Section 2 of the act continued the Importation into Quebec Act 1763 (4 Geo. 3. c. 19), as continued by the Importation into Quebec Act 1766 (6 Geo. 3. c. 42) and the Importation and Exportation (No. 6) Act 1772 (13 Geo. 3. c. 69), from the expiration of the act until the end of the next session of parliament after 24 June 1785.

Section 3 of the act continued the Customs (No. 2) Act 1775 (15 Geo. 3. c. 35) from the expiration of the act until the end of the next session of parliament after 20 June 1785.

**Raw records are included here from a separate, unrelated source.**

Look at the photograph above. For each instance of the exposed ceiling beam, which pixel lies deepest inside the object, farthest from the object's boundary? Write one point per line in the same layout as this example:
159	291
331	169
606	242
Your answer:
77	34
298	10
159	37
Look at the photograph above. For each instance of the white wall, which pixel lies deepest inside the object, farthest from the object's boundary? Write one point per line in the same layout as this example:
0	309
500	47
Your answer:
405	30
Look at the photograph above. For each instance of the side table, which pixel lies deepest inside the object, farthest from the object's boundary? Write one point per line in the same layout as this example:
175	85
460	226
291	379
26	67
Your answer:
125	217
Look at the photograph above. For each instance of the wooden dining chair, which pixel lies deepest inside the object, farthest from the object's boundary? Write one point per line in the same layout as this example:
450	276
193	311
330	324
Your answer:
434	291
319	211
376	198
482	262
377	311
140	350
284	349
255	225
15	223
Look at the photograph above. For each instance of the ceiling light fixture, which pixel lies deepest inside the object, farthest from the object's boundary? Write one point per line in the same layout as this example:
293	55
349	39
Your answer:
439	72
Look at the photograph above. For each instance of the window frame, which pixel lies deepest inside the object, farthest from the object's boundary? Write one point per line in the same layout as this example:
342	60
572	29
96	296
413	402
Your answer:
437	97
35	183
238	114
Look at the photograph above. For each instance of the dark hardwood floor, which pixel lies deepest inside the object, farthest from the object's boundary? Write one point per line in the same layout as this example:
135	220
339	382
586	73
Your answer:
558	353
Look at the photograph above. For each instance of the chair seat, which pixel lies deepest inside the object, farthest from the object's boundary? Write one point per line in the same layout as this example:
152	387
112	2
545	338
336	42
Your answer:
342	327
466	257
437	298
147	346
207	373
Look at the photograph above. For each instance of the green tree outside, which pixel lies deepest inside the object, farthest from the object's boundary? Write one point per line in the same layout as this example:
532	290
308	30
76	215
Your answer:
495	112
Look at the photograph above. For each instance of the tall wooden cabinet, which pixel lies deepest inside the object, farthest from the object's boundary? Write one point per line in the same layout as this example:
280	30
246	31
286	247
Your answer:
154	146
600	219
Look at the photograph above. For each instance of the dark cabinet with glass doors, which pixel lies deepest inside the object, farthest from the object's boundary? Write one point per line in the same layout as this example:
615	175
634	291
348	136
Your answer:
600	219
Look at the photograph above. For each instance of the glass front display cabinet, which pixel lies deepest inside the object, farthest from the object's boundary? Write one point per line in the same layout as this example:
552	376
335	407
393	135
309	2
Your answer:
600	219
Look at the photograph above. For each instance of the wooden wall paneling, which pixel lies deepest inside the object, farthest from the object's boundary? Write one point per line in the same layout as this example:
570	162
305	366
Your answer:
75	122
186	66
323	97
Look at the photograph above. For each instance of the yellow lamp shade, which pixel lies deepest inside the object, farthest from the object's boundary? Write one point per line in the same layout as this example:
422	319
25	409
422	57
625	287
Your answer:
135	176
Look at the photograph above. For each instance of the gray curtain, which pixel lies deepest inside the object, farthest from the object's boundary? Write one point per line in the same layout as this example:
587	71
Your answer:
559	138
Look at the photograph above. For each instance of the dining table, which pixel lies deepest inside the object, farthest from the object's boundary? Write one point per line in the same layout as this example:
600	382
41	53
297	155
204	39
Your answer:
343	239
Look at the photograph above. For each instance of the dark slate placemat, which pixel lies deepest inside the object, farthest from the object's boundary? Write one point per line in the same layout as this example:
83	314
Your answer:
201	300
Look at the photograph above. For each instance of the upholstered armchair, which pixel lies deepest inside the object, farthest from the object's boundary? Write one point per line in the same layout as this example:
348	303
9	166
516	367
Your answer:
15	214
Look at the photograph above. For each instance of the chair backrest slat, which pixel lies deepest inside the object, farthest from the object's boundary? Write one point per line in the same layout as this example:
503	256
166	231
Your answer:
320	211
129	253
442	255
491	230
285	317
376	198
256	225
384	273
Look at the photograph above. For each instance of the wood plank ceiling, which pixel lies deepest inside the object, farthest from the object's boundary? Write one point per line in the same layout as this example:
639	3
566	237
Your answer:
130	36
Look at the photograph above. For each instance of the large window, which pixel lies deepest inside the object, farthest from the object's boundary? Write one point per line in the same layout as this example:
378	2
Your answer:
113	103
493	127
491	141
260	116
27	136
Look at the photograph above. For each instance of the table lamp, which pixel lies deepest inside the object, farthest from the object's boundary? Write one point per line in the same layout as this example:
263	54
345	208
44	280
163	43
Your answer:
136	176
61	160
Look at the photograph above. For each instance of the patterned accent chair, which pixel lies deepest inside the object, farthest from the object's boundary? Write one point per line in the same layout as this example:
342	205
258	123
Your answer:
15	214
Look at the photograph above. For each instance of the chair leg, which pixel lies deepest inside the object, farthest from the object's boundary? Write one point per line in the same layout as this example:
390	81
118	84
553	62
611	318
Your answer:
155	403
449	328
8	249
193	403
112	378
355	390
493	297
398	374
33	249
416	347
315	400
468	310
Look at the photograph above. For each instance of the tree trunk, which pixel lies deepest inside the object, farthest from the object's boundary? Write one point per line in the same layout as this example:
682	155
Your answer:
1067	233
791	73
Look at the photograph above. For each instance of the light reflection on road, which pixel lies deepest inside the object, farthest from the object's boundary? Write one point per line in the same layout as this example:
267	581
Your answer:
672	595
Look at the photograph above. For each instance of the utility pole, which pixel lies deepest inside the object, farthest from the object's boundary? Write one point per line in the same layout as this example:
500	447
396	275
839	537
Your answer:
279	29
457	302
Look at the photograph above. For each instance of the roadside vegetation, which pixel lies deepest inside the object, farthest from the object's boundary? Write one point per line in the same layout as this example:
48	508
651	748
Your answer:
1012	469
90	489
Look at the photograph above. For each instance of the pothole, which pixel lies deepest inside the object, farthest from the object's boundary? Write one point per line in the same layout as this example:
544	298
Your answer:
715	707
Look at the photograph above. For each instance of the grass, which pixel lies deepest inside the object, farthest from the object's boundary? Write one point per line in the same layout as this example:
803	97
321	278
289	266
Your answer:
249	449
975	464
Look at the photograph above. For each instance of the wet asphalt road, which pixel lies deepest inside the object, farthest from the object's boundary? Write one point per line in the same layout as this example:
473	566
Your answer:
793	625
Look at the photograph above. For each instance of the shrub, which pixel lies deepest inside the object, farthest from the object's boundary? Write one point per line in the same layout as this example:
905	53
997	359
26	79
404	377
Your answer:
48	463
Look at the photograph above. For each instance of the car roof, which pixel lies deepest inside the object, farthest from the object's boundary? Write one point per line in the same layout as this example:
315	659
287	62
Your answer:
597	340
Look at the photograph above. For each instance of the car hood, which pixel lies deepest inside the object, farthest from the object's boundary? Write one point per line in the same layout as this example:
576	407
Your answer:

Section 4 of the act continued the Exportation Act 1776 (16 Geo. 3. c. 37) "as relates to allowing the exportation of certain quantities of wheat, and other articles to his Majesty's sugar colonies in America", as continued by the Exportation (No. 2) Act 1776 (17 Geo. 3. c. 28), the Exportation Act 1778 (18 Geo. 3. c. 16) and the Continuance of Laws Act 1779 (19 Geo. 3. c. 22), from the expiration of the act until 1 May 1781.

Section 5 of the act continued the Customs (No. 6) Act 1776 (17 Geo. 3. c. 43) "as permits the exportation of tobacco-pipe clay from this kingdom to the British sugar colonies or plantations in the West Indies" from the expiration of those enactments until the next session of parliament after 24 June 1783.

== Subsequent developments ==
The Select Committee on Temporary Laws, Expired or Expiring, appointed in 1796, inspected and considered all temporary laws, observing irregularities in the construction of expiring laws continuance acts, making recommendations and emphasising the importance of the Committee for Expired and Expiring Laws.

The whole act was repealed by section 1 of, and the schedule to, the Statute Law Revision Act 1871 (34 & 35 Vict. c. 116), which came into force on 21 August 1871.